冒険者 と 依頼人 と クランハウス

「こんにちはー!」


 クランハウスの表口を開けて、見知らぬ人が入ってきた。

 その人はカウンターの中にいる、ジラフ爺さんを見つけて「お久しぶりです」と手を振る。ジラフ爺さん――クランの受付担当で元冒険者のお爺さん――はにっこりと笑った。


「やあ、リッツさんじゃありませんか。オータ村には変わりありませんか?」


「相変わらず、貧乏暇なしですよ」


 オータ村、オータ村……聞いたことあるぞ。僕のトラン村とは交流ないけど、ハーフェンの町と取引のある村の一つだったはず。


「オータ村でも、そろそろ草むしりの頃合いですか」


「ええ、そうなんですよ。面倒ですけど、やらないわけにもいきませんし。それで、今年も『砂漠のオアシス』さんにお願いしようと思いまして」


 ……草むしり?

 へえ、冒険者って、そんな仕事もするのかぁ。危険もないし、地味だし……って、もしかしてこの仕事、引き受けた場合、僕が派遣されるんじゃないの? ダルマロックさんも「新人のうちは何でもやれ、何でも経験だ」って言ってたし。


「はっはっは、これは嬉しいですな。ではさっそく依頼の内容を詰めましょう」


 ジラフ爺さんに指示されて、僕は急いで階段を上がり、資料庫から言われた巻物を持ってくる。

 それを渡すと、バラリとカウンターの上に広げながら、リッツさんという村の人と話し合う。

 すぐに話はまとまった。


「例年通りで良いでしょう。であれば、すぐにパーティを見繕って送り出しますよ」


 ジラフ爺さんが、一瞬チラッと僕を見る。

 うわぁ、やっぱり僕が行くのか。まあ、べつに嫌ってわけじゃないけど……草むしりかぁ。


「よかった、これで安心して村に帰れますよ」


 足取り軽くクランハウスを出ていくリッツさんを見送ってると、ジラフ爺さんが言った。


「さあ仕事だぞ、トーランドット。ダルマロックを呼んできなさい」


「はいっ!」


 すぐに僕もクランハウスを飛び出したのだった。




 ◇ ◇ ◇ ◇ ◇ ◇ ◇ ◇ ◇ ◇


 >――――――――――――――――――

 >『依頼人はクランハウスのドアを叩く』

 >――――――――――――――――――


 冒険者はクランに所属しています。

 ですから、冒険者を雇いたい依頼人は、クランを訪問します。

 そこでクラン側も、依頼人が来やすいように、クランハウスを構えます。

 いわゆる『冒険者の店』(by『ソードワールドRPG』)と呼ばれるものに近いのが、クランハウスです。


 冒険者の店と、クランハウスとの違いは、


 ・オーナーがクラン自身なので、基本的に冒険者側に立った存在である。(冒険者の店の場合、店のオーナーは、依頼人と冒険者の仲介をする、中立の立場です)

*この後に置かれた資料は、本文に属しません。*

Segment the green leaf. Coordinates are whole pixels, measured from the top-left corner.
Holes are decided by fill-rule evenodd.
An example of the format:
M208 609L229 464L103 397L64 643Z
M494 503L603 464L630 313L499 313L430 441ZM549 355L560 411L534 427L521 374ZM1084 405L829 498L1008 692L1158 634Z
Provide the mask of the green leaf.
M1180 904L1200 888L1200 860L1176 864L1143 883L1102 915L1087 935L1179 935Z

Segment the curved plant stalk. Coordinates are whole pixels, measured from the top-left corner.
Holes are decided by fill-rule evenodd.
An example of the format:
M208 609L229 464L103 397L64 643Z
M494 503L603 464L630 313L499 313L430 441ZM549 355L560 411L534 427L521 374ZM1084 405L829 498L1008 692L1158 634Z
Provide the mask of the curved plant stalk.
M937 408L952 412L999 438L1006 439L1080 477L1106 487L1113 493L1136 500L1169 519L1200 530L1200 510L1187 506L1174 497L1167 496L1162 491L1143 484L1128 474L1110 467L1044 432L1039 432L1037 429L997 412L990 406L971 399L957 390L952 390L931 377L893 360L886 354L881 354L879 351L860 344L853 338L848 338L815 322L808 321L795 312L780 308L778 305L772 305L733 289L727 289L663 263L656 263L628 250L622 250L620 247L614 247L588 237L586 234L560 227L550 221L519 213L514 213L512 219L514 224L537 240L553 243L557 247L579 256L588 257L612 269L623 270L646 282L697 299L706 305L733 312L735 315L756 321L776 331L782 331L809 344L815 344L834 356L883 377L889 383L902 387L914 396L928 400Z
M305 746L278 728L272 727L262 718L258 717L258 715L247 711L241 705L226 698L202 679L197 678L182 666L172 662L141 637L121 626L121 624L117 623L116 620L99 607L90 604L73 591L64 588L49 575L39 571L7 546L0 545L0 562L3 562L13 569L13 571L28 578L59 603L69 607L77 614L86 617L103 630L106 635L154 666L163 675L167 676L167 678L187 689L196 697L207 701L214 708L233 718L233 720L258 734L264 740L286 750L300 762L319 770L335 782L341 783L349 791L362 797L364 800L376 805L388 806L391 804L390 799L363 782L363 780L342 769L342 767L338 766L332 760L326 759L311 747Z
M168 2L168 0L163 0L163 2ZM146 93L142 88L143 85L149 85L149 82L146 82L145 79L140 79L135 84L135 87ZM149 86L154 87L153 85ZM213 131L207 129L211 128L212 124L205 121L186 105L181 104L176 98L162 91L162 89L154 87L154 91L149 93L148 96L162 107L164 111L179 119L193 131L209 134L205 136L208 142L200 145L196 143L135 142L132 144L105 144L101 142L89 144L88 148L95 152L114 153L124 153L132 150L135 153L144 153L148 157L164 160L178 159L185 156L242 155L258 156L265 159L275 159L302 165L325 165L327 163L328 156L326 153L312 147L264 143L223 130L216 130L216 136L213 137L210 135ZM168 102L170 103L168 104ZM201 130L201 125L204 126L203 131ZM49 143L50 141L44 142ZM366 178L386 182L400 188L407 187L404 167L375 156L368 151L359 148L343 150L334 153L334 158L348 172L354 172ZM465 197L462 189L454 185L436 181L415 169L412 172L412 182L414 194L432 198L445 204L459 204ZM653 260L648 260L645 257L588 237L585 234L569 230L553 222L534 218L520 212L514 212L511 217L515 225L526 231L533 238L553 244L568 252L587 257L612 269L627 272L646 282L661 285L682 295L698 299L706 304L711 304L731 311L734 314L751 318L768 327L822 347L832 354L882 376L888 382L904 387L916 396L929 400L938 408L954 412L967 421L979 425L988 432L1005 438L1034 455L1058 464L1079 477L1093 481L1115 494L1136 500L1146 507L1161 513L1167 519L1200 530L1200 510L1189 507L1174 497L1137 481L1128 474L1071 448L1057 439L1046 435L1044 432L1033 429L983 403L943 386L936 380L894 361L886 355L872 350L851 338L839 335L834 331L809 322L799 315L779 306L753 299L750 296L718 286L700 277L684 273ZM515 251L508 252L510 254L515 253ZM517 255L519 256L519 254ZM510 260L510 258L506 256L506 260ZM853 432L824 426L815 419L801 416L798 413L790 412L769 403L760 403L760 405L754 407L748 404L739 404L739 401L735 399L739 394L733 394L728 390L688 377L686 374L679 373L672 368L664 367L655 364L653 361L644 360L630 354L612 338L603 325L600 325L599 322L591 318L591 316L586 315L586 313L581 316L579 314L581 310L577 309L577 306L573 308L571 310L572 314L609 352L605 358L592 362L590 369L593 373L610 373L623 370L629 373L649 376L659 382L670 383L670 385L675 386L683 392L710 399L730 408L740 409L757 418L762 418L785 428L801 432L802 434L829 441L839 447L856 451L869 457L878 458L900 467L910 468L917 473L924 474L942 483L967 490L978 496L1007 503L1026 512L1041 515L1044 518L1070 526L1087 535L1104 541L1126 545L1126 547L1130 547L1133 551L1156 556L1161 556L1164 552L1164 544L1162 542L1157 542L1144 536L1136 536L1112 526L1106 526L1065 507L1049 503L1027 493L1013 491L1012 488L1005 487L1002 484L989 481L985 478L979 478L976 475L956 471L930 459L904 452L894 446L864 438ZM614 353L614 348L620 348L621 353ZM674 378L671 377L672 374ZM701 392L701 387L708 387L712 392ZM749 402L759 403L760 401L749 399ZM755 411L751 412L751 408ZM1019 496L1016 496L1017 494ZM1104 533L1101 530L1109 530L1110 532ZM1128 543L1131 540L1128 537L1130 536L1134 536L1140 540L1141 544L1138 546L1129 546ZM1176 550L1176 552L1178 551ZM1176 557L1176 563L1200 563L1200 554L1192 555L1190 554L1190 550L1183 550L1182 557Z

 ・クランメンバーに(良心価格で)部屋や倉庫を貸すことはするが、一般人向けに酒場や宿屋をやっているわけではない。(冒険者の店の場合、むしろ酒場や宿屋が本業という場合もあります)


 ……といった所でしょうか。




 >―――――――――――――――――

 >『開いててよかった、クランハウス』

 >―――――――――――――――――


 クランハウスには、いつ依頼人が来ても対応できるように、受付が常駐しています。(受付の人は、引退した元冒険者が多いようです)

 そして、大抵は24時間営業です。


 というのも、やはり冒険者の仕事というのは、非日常的なものも多いです。いつどこで緊急事態が発生して、依頼人が駆け込んでくるか分かりません。


 そして何より重要なのは、いつメンバーが冒険から帰還するかもしれない、ということです。夜中だからといって、仲間を締め出すわけにはいきません。

 しかも、もしかすると大怪我をしたり、毒に冒されたりした状態で帰ってくるかもしれません。

 そのため、常に受付で待機しているのです。「いつでも依頼人に対応できる」というのは、これに比べれば、オマケのようなものかもしれませんね。